Computed Tomography: An iso- or hyperdense midline mass posterior to the third ventricle is seen on nonenhanced studies. Mixed attenuation may be seen if the varix is partially thrombosed. Patent VGAMs enhance strongly following contrast administration. Mass effects with hydrocephalus and secondary encephalomalacic changes are common [8].
Magnetic Resonance Imaging: On MR the varix will be hypointense resulting form a loss of phase coherence of mobile protons (Fig. 3). Areas of acute thrombosis will be isointense to brain on short TR/TE sequences and hypointense on T2 weighted spin echo or gradient echo sequences, whereas subacute thrombus will have a high intensity on both short TR and long TR spin echo sequences. Thrombosis of varying age sometimes lines the wall of the varix. MRA (Fig. 4) and MRV (Fig. 5) can depict the arterial feeders and delineate venous flow patterns. T2 and diffusion weighted sequences (Fig. 6) show ischemic white matter changes secondary to venous steel.

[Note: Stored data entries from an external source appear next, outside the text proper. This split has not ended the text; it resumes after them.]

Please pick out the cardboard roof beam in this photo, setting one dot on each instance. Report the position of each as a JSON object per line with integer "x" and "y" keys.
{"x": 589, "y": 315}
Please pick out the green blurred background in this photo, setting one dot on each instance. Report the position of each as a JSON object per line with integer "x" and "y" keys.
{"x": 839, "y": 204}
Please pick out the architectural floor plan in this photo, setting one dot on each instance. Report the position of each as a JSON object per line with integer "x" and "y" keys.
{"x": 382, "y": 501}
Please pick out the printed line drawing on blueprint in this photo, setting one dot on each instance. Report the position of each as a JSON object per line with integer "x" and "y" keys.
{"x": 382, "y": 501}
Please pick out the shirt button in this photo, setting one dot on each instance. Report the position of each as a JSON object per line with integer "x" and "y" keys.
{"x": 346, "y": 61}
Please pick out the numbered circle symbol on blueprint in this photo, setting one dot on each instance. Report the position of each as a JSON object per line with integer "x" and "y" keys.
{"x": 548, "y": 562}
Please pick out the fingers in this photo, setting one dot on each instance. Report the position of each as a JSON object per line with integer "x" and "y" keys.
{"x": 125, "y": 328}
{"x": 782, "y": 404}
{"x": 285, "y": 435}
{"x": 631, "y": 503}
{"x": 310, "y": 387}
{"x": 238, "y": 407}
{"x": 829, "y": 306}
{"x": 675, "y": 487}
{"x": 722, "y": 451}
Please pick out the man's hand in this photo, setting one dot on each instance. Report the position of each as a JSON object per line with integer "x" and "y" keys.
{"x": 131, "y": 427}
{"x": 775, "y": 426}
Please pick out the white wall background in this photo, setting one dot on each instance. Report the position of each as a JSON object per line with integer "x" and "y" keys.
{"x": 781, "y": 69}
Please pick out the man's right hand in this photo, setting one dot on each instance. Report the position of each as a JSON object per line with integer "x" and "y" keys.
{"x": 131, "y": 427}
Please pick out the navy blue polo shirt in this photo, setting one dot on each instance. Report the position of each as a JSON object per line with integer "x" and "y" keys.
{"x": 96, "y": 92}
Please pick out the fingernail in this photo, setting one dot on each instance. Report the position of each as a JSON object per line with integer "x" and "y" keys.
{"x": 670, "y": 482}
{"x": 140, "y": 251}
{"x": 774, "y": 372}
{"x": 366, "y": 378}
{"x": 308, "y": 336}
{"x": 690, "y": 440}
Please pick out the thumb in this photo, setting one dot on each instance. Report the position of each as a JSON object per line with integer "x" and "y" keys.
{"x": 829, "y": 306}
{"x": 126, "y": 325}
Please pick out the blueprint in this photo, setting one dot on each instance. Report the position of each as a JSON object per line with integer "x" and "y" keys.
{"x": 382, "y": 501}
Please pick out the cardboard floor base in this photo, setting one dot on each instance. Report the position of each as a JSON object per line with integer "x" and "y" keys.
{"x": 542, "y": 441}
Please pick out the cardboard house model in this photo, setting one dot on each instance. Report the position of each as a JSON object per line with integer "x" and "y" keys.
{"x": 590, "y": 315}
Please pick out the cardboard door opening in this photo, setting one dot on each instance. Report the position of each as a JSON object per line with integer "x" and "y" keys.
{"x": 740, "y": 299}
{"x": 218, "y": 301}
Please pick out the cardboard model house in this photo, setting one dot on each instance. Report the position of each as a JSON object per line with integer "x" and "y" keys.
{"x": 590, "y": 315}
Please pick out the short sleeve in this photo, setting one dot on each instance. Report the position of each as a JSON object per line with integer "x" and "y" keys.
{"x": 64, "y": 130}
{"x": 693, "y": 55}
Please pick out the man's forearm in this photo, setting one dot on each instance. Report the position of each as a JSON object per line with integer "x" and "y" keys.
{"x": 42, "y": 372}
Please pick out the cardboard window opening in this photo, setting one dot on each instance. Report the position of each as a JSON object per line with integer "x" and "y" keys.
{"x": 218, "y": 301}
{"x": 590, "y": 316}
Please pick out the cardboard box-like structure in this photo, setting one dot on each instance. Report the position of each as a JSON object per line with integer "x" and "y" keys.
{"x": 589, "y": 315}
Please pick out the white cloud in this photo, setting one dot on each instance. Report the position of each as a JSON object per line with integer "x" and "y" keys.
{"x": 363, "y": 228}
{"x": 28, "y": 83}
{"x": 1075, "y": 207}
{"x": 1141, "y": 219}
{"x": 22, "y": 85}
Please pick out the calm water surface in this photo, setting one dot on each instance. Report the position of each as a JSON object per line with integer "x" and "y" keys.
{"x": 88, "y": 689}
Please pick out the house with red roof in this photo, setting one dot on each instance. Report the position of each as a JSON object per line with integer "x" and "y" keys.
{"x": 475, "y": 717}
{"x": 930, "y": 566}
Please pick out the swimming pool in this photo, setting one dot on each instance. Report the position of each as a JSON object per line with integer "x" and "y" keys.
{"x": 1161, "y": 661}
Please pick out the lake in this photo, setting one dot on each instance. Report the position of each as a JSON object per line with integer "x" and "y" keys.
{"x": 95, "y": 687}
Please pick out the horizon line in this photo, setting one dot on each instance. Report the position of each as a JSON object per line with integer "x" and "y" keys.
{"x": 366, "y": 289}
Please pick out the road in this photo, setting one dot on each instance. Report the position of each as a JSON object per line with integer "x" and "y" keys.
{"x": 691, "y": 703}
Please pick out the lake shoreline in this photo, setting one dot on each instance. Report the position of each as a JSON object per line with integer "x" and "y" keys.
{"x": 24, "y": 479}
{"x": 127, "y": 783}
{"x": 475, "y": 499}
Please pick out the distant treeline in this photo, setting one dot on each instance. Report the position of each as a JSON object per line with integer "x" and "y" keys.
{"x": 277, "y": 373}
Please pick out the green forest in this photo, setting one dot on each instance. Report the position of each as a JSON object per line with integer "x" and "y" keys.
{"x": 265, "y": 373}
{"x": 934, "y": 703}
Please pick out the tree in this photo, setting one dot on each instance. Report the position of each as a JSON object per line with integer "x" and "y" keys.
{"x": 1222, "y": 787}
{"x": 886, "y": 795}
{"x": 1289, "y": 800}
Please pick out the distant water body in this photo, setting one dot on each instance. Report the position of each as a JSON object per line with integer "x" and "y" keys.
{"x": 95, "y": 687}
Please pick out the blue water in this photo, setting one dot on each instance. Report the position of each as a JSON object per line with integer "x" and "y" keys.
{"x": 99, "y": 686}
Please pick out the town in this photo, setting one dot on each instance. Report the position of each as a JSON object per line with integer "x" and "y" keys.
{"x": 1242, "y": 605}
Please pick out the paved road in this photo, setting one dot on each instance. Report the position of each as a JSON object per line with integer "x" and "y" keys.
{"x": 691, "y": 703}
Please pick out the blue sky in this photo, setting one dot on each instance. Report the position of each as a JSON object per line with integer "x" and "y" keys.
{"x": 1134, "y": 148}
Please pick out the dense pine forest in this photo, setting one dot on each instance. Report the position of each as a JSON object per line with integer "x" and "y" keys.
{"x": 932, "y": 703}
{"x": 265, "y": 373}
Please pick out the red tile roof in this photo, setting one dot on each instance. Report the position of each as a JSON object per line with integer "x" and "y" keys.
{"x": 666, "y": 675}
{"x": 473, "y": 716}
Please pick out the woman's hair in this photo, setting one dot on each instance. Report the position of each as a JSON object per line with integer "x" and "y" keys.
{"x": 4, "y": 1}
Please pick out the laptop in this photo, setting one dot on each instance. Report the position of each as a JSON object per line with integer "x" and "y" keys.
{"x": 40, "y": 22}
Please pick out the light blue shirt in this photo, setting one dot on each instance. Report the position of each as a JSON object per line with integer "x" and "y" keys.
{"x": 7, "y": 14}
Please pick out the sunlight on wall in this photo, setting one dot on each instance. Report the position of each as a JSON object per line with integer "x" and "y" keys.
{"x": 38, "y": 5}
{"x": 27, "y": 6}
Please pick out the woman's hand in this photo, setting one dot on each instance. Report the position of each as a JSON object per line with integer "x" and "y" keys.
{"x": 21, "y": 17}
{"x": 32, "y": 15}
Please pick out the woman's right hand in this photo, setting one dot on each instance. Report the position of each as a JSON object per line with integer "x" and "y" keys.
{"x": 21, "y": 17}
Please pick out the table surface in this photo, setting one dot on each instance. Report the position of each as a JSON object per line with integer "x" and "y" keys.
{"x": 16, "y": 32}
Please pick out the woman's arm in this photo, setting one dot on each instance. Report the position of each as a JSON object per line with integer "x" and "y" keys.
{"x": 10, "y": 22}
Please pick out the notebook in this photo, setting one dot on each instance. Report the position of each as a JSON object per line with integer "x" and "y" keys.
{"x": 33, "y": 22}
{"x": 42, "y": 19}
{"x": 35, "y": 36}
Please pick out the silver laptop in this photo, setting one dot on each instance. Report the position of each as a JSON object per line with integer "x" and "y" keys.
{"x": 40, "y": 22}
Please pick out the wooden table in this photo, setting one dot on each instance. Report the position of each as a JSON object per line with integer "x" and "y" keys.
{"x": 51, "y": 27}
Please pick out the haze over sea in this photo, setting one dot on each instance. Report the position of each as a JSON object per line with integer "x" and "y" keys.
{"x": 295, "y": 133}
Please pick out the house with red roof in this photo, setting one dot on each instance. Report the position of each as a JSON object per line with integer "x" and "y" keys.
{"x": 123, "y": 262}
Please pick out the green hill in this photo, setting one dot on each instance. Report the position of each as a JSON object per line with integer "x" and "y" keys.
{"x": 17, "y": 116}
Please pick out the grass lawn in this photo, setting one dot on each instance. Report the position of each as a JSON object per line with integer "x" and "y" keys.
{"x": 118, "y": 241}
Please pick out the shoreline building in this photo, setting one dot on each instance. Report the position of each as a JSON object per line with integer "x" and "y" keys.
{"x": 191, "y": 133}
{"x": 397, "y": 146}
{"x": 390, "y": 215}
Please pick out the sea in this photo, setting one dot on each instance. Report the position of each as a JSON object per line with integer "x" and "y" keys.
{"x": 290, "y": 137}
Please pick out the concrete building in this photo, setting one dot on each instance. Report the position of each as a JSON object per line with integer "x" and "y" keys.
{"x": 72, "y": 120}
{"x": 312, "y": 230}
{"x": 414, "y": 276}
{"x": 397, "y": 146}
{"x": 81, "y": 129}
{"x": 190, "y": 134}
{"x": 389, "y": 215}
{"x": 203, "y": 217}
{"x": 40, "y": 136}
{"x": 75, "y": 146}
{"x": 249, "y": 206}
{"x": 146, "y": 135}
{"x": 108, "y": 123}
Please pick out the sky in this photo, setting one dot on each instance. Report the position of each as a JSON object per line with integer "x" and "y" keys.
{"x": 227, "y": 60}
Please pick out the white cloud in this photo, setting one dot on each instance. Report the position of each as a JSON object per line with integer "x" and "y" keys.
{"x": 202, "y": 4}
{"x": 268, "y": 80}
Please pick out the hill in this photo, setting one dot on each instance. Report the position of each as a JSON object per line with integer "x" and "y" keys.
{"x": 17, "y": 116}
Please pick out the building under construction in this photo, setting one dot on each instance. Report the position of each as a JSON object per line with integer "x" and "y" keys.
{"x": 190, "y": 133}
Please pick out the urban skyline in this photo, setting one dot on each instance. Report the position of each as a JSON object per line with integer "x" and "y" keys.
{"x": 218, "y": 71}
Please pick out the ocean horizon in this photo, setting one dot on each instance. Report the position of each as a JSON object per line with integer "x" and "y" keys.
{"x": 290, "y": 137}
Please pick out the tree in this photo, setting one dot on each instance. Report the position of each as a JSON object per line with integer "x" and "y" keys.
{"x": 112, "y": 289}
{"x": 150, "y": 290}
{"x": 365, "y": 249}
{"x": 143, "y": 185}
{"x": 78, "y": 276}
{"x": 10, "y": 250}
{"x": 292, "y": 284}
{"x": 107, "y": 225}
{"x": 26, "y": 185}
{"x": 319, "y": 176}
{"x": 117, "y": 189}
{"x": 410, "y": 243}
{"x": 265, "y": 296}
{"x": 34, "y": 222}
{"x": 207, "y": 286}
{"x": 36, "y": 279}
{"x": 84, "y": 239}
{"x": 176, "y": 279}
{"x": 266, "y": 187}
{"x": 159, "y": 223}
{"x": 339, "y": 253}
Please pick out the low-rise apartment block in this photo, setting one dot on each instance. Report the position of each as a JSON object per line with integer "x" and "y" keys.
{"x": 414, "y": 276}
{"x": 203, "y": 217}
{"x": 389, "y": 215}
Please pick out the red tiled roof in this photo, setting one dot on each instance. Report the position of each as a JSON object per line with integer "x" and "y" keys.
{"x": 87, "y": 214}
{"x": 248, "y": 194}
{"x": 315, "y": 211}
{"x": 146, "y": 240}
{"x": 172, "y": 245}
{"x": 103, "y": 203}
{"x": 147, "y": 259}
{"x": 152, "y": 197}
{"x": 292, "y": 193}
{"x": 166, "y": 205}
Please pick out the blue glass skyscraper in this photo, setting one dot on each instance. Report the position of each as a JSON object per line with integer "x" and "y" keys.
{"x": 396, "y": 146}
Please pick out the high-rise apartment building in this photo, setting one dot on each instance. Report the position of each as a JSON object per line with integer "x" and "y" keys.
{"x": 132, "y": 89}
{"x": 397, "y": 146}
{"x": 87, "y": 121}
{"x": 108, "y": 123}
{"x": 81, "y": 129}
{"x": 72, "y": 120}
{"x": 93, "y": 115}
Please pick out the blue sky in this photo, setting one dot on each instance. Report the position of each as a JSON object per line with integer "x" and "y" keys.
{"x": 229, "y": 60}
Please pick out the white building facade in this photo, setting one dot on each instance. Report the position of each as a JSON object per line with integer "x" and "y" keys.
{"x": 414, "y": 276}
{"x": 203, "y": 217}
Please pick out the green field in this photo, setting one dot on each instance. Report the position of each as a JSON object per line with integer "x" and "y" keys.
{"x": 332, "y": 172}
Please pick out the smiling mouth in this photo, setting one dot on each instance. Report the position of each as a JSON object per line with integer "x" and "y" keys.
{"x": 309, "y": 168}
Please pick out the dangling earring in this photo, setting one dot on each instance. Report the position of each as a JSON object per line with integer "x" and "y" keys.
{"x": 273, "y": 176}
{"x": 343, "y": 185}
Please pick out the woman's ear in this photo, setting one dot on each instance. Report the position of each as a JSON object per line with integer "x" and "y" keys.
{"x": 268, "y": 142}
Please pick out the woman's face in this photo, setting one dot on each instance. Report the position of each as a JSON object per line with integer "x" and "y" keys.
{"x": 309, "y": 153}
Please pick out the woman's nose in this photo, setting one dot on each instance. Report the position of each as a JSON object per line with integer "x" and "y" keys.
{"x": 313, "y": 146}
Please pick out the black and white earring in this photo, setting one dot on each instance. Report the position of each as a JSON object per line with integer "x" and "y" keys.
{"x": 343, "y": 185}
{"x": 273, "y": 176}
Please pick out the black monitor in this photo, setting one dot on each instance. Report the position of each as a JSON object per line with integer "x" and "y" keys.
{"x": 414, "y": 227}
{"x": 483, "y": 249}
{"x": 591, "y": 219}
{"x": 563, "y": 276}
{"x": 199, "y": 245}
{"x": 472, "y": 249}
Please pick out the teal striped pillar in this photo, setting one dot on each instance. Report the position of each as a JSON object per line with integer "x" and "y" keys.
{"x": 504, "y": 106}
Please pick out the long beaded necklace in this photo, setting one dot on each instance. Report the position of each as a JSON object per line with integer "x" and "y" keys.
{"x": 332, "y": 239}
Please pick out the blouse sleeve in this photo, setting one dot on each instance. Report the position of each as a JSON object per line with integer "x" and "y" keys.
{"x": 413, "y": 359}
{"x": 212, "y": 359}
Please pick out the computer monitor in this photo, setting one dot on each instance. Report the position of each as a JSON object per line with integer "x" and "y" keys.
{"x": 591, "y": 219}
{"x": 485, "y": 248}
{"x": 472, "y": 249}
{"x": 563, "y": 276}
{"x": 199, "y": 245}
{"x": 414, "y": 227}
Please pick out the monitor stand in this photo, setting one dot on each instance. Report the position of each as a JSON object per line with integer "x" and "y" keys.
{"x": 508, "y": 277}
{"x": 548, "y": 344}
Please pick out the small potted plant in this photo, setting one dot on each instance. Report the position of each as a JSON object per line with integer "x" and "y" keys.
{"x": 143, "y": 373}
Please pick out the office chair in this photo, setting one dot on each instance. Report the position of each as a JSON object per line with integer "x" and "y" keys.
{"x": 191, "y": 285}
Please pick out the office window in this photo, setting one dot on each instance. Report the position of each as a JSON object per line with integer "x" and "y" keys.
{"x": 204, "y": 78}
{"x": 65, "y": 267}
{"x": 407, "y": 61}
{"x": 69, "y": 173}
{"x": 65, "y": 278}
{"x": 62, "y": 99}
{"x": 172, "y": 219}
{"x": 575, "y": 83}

Cerebral Angiography: Arterial supply to VGAMs is usually via enlarged choroidal and thalamoperforating arteries. In the fistula group the posterior choroidal arteries are the dominant supply, followed by anterior choroidal and thalamoperforating and anterior cerebral branches. In the nidus type the thalamoperforating vessels are the common arterial feeders [9].
Venous drainage patterns include aneurismal dilatation of the vein of Galen (venous varix) with or without stenosis. Drainage into an accessory or inferior falcine sinus is also common [10]. The falcine sinus is a primitive channel that connects the vein of Galen into the superior sagittal sinus coursing posterior superiorly within the falx cerebri.
Complications: Complications of VGAMs include obstructive hydrocephalus, atrophy of adjacent structures due to compression, venous thrombosis and hemorrhage. Periventricular leukomalacia, cortical laminar necrosis and atrophy secondary to ischemia and steal phenomenon or high output congestive heart failure are common [5].
Treatment: The current recommendations for treatment of vein of Galen malformations include transarterial or transvenous embolization techniques. Close coordination among the obstetricians, neurosurgeons, neonatologists and the endovascular team is essential to optimize prenatal planning.